I'm struggling to understand the procedure to solve the following problem:
The group consists of 9 people, 3 men and 6 women. They are divided randomly into 3 groups (3 persons each). What's the probability that..
a) all men are in the same group? b) all men are in different groups?
I somehow managed to calculate a) as follows:
all combinations: 9!/(3!^4) = 280
combinations of all men in one group: 6!/(3!*3!*2!) = 10
probability: 10/280 = 0,03571..
Please, do let me know if I am doing this wrong. Also, I do not know how to figure out b) all men in different groups.
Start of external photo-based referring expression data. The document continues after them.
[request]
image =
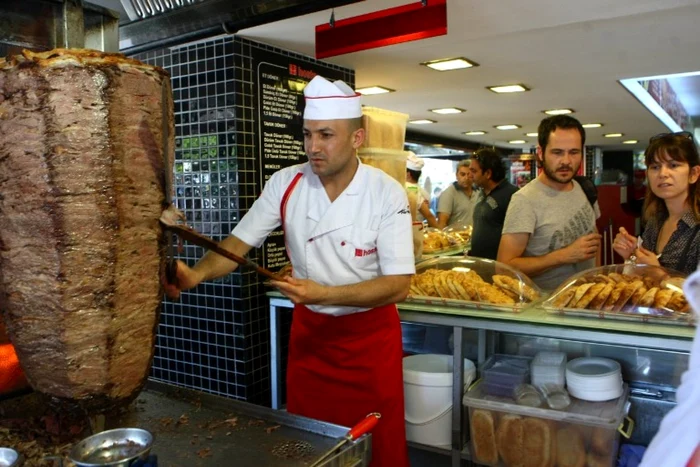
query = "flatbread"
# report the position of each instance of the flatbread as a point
(662, 298)
(648, 299)
(598, 302)
(626, 294)
(614, 296)
(590, 294)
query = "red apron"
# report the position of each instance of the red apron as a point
(342, 368)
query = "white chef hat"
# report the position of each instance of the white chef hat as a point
(330, 101)
(414, 162)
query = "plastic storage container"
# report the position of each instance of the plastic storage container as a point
(506, 434)
(384, 128)
(548, 368)
(501, 374)
(470, 282)
(391, 161)
(624, 292)
(428, 397)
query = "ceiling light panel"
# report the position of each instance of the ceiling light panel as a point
(448, 110)
(372, 90)
(449, 64)
(558, 111)
(507, 127)
(508, 88)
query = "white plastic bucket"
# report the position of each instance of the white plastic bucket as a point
(427, 386)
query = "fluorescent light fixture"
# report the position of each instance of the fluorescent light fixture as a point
(638, 91)
(508, 88)
(448, 64)
(372, 90)
(558, 111)
(448, 110)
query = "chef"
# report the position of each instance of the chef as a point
(348, 235)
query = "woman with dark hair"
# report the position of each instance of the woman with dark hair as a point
(671, 206)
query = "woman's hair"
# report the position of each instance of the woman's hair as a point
(679, 147)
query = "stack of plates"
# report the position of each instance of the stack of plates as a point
(594, 379)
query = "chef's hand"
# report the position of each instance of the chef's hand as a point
(582, 249)
(186, 278)
(645, 256)
(624, 244)
(301, 291)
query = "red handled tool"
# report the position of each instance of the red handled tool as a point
(365, 426)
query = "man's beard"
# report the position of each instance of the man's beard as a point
(559, 178)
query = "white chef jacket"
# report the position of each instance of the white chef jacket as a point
(365, 233)
(679, 433)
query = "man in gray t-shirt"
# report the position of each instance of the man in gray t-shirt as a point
(456, 203)
(549, 231)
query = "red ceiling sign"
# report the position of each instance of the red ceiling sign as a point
(381, 28)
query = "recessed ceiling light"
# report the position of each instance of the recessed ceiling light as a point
(448, 110)
(447, 64)
(371, 90)
(508, 88)
(507, 127)
(558, 111)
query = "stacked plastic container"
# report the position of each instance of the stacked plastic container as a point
(503, 373)
(549, 368)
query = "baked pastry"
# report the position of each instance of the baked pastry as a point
(483, 434)
(509, 439)
(571, 451)
(538, 443)
(590, 294)
(515, 286)
(598, 302)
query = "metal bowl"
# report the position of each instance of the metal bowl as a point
(9, 457)
(120, 447)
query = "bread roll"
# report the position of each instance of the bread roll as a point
(590, 294)
(600, 299)
(571, 451)
(509, 439)
(483, 434)
(538, 441)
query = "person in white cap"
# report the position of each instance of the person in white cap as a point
(414, 167)
(677, 443)
(348, 234)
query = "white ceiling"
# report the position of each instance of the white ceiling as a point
(571, 53)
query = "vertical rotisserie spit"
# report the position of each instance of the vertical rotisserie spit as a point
(82, 186)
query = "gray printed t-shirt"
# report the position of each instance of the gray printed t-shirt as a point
(554, 219)
(458, 205)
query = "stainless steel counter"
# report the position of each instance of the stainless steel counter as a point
(530, 322)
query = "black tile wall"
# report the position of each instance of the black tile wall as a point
(216, 338)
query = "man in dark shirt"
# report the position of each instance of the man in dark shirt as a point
(489, 174)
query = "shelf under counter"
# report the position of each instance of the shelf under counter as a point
(536, 321)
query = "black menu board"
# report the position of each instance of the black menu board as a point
(279, 82)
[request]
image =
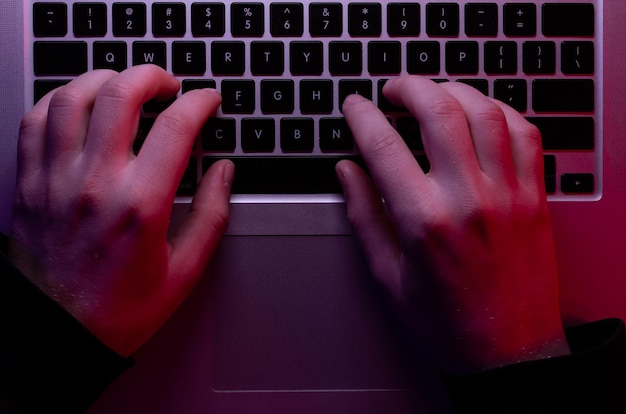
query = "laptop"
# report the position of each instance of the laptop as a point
(287, 318)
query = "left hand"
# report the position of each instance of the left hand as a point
(91, 219)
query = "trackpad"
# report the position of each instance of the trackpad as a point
(300, 313)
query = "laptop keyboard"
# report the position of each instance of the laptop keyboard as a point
(284, 68)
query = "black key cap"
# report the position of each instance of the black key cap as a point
(563, 95)
(168, 19)
(258, 134)
(423, 58)
(277, 96)
(361, 87)
(149, 52)
(237, 96)
(325, 19)
(296, 134)
(49, 19)
(577, 58)
(520, 19)
(59, 58)
(346, 58)
(513, 92)
(316, 96)
(568, 19)
(227, 58)
(403, 19)
(110, 55)
(500, 58)
(191, 84)
(481, 19)
(462, 58)
(335, 135)
(42, 87)
(364, 19)
(539, 58)
(577, 183)
(566, 133)
(207, 19)
(218, 134)
(549, 173)
(188, 58)
(442, 19)
(286, 19)
(306, 58)
(129, 19)
(267, 58)
(246, 19)
(90, 19)
(383, 58)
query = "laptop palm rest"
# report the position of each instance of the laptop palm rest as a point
(314, 322)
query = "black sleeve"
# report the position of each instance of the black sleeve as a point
(590, 380)
(48, 361)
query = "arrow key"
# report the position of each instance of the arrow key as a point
(577, 183)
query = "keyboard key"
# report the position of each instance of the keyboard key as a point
(364, 19)
(49, 19)
(296, 134)
(207, 19)
(568, 19)
(218, 134)
(577, 58)
(89, 19)
(577, 183)
(442, 19)
(267, 58)
(462, 58)
(110, 55)
(520, 19)
(129, 19)
(227, 58)
(287, 19)
(481, 19)
(325, 19)
(383, 58)
(188, 58)
(238, 96)
(500, 58)
(258, 134)
(247, 19)
(59, 58)
(150, 52)
(539, 58)
(423, 58)
(306, 58)
(563, 95)
(403, 19)
(346, 58)
(277, 96)
(513, 92)
(168, 19)
(335, 135)
(566, 133)
(316, 96)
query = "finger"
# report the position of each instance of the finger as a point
(116, 111)
(489, 131)
(32, 142)
(165, 154)
(445, 133)
(195, 241)
(394, 169)
(68, 117)
(526, 147)
(372, 226)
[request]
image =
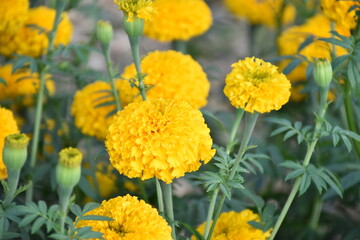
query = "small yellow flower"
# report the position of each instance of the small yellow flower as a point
(233, 225)
(178, 20)
(7, 126)
(133, 220)
(142, 9)
(160, 138)
(255, 85)
(172, 75)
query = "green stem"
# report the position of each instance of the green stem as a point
(350, 116)
(159, 197)
(169, 208)
(64, 198)
(134, 43)
(106, 52)
(13, 180)
(250, 121)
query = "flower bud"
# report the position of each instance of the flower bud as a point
(135, 27)
(322, 72)
(15, 151)
(68, 169)
(104, 32)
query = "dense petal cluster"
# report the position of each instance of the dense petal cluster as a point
(291, 39)
(8, 126)
(13, 14)
(21, 83)
(136, 8)
(31, 39)
(338, 11)
(260, 12)
(178, 20)
(160, 138)
(133, 220)
(255, 85)
(234, 226)
(91, 118)
(173, 75)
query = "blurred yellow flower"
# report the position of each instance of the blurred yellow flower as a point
(133, 220)
(13, 14)
(338, 11)
(7, 126)
(172, 75)
(234, 226)
(160, 138)
(93, 120)
(136, 8)
(261, 12)
(255, 85)
(33, 41)
(178, 20)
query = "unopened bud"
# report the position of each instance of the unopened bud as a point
(68, 169)
(15, 151)
(322, 72)
(104, 32)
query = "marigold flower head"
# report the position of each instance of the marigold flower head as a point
(338, 11)
(7, 126)
(142, 9)
(172, 75)
(255, 85)
(133, 220)
(12, 15)
(260, 12)
(31, 41)
(178, 20)
(160, 138)
(234, 226)
(21, 83)
(91, 118)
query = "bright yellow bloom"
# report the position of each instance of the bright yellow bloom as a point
(160, 138)
(173, 75)
(235, 226)
(338, 11)
(92, 120)
(133, 220)
(136, 8)
(7, 126)
(178, 20)
(291, 39)
(260, 12)
(33, 42)
(255, 85)
(21, 83)
(13, 14)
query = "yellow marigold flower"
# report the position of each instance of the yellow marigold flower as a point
(133, 220)
(8, 126)
(178, 20)
(21, 83)
(234, 226)
(92, 120)
(12, 15)
(31, 41)
(173, 75)
(260, 12)
(160, 138)
(136, 8)
(255, 85)
(338, 11)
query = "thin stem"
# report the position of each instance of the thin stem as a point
(169, 208)
(13, 180)
(159, 197)
(106, 52)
Asking for your advice, thank you!
$\endgroup$ 22 Answers
$\begingroup$I think this can be done in a straight-forward way. The order in which groups are formed does not matter, so we can assume that the process begins by randomly drawing people from the pool to add to the first group. This makes it easier because now you simply have to compute {M is drawn} * {M is drawn again} * {M is drawn a third time}. This is
$$\frac39 \cdot \frac28 \cdot \frac17 = \frac1{84}$$
Then the probability that any group consists of only men is 3 times that, so $\frac{1}{28}$. Alternatively, begin after the first man has been assigned, and just multiply $\frac28 \cdot \frac17 = \frac{1}{28}$.
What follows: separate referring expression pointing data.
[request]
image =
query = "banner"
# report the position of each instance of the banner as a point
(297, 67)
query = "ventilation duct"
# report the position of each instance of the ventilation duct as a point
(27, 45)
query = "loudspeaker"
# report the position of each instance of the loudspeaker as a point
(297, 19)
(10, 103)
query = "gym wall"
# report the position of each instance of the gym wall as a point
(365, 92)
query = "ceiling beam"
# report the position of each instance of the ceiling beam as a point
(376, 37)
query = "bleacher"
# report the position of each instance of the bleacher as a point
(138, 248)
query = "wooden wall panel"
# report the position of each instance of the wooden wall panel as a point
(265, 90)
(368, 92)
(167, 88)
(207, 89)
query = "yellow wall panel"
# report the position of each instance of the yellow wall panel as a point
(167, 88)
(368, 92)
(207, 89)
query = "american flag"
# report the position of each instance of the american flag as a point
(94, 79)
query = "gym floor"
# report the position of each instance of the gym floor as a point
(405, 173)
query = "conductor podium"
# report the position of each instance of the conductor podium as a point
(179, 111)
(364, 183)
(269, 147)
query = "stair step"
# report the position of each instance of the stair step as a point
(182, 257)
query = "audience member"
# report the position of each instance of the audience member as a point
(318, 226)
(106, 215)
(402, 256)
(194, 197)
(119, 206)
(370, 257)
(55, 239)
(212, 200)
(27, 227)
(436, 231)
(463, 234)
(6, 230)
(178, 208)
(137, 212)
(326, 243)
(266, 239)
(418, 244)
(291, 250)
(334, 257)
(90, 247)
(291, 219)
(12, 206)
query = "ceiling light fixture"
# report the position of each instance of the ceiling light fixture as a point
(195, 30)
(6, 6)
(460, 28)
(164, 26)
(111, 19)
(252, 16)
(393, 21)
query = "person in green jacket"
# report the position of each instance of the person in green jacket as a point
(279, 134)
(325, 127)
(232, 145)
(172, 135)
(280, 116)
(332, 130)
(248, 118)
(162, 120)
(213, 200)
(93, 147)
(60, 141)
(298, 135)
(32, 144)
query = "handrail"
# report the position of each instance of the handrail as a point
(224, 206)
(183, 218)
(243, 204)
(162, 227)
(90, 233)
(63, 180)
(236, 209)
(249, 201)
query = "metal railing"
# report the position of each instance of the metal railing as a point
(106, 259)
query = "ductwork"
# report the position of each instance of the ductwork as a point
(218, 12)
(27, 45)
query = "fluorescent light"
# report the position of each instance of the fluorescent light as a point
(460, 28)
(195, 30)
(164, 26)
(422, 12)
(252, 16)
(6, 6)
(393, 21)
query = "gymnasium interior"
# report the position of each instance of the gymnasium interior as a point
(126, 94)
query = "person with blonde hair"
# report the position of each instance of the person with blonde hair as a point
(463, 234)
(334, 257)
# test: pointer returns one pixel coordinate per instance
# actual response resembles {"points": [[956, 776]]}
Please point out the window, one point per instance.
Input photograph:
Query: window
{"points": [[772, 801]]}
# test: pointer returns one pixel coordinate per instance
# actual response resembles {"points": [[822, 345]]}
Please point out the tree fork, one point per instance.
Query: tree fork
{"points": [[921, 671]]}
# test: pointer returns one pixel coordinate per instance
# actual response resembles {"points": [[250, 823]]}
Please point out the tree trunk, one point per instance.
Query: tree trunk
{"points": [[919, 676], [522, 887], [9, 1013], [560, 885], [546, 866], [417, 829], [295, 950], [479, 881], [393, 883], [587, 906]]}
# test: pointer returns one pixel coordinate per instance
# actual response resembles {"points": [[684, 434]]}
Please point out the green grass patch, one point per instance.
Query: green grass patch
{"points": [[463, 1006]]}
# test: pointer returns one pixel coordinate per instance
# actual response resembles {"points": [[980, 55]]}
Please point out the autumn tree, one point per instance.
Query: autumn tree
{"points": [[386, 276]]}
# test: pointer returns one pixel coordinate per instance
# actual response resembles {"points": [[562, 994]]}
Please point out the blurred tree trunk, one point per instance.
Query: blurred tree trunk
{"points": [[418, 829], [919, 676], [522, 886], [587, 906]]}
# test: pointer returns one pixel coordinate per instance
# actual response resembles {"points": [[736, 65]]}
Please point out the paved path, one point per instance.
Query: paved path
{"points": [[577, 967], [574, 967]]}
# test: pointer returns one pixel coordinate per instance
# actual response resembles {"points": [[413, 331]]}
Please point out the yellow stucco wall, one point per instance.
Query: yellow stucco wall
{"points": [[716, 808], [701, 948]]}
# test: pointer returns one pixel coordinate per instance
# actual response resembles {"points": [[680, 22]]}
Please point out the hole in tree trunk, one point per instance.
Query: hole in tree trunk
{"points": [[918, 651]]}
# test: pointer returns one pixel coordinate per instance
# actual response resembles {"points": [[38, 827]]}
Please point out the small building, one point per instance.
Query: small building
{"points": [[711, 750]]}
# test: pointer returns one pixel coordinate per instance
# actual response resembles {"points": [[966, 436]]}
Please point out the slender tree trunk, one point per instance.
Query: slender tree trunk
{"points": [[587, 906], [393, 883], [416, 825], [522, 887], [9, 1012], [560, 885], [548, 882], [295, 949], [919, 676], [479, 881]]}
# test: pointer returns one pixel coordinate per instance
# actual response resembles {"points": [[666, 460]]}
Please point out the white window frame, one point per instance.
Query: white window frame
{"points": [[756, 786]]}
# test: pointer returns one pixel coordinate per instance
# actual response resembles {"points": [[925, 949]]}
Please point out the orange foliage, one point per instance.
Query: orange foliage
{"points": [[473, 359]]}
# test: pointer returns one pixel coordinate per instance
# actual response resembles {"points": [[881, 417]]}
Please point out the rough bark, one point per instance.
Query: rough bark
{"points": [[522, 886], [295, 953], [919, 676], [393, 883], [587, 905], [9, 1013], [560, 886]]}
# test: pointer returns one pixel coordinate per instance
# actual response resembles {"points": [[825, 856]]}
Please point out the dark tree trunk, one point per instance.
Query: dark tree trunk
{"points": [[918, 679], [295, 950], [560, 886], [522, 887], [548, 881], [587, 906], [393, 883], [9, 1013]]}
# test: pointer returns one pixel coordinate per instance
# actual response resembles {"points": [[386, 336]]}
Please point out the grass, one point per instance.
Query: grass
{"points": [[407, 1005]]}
For the second, again we can just fix one order. Assume we first draw people for just group one, then the probability to have exactly one man in there (which is necessary to have one men in each group) is
$$3 \cdot \frac39 \cdot \frac68 \cdot \frac57$$
(Compute the probability for MWW, then multiply it by 3 to account for the permutations WMW and WWM.) Similarly for group two:
$$3 \cdot \frac26 \cdot \frac45 \cdot \frac34$$
and group three:
$$3 \cdot \frac13 \cdot \frac22 \cdot \frac11$$
This one just yields 1, which makes sense because after the first two groups have one man in each, the last one will inevitably also have one.
In total, we get
$$3 \cdot \frac39 \cdot \frac68 \cdot \frac57 \cdot 3 \cdot \frac26 \cdot \frac45 \cdot \frac34 = \frac9{28}$$
$\endgroup$ 1 $\begingroup$First of all one should determine the meaning of "they are divided randomly into 3 groups (3 persons each)."
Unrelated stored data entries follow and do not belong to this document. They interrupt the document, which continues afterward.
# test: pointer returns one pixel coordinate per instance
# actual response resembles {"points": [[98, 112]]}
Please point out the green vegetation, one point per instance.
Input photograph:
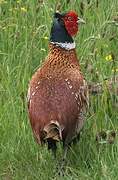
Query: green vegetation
{"points": [[24, 28]]}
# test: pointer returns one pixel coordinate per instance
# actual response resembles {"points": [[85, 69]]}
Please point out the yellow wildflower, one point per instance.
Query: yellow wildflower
{"points": [[18, 1], [23, 9], [109, 57], [115, 70], [3, 2], [42, 49]]}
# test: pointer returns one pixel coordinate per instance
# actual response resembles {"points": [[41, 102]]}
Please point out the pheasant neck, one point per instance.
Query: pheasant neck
{"points": [[66, 45]]}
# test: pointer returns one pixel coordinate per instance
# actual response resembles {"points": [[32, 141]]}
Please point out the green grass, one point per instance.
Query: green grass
{"points": [[23, 47]]}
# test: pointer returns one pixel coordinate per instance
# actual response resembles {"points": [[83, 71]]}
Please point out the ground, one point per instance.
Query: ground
{"points": [[24, 32]]}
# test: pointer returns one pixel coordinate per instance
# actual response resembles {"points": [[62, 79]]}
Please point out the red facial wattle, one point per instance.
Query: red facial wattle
{"points": [[71, 23]]}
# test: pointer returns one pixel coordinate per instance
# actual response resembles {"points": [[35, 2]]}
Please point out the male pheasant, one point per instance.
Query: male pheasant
{"points": [[57, 95]]}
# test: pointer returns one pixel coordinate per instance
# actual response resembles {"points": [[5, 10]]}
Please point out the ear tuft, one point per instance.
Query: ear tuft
{"points": [[57, 15]]}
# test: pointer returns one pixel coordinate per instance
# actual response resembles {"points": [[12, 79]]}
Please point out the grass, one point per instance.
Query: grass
{"points": [[24, 28]]}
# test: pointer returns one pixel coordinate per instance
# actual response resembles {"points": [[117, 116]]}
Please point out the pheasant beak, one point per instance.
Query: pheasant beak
{"points": [[81, 21]]}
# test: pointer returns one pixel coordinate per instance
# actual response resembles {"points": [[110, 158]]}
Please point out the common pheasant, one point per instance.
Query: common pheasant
{"points": [[58, 95]]}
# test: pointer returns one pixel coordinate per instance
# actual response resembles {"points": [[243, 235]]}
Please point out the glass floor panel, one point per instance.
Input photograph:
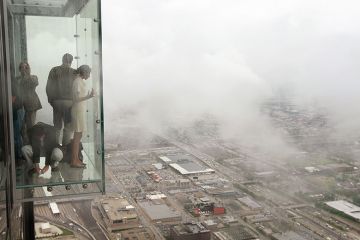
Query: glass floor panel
{"points": [[66, 175]]}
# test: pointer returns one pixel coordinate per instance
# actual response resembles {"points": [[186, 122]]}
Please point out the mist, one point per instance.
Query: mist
{"points": [[170, 62]]}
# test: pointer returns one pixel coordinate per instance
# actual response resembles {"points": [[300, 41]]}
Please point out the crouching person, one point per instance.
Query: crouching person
{"points": [[42, 143]]}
I would assume that the procedure is following: there are 9 positions separated in the groups of the size 3: $(123)(456)(789)$ and the people are randomly distributed between the positions.
Then
there are altogether $9!$ ways to distribute the people.
there are $3\times 3!\times 6!$ ways to distribute the people in such a way that all men are in the same group.
Explanation: $3$ ways to choose the group, $3!$ ways to permute the men inside the group, $6!$ ways to place women on remaining positions.
- there are $3!\times 3^3\times 6!$ ways to distribute the people in such a way that all men are in different groups.
$\endgroup$ 2Explanation: $3!$ ways to permute the men between the groups, $3$ ways to choose the position of each men inside his group, $6!$ ways to place women on remaining positions.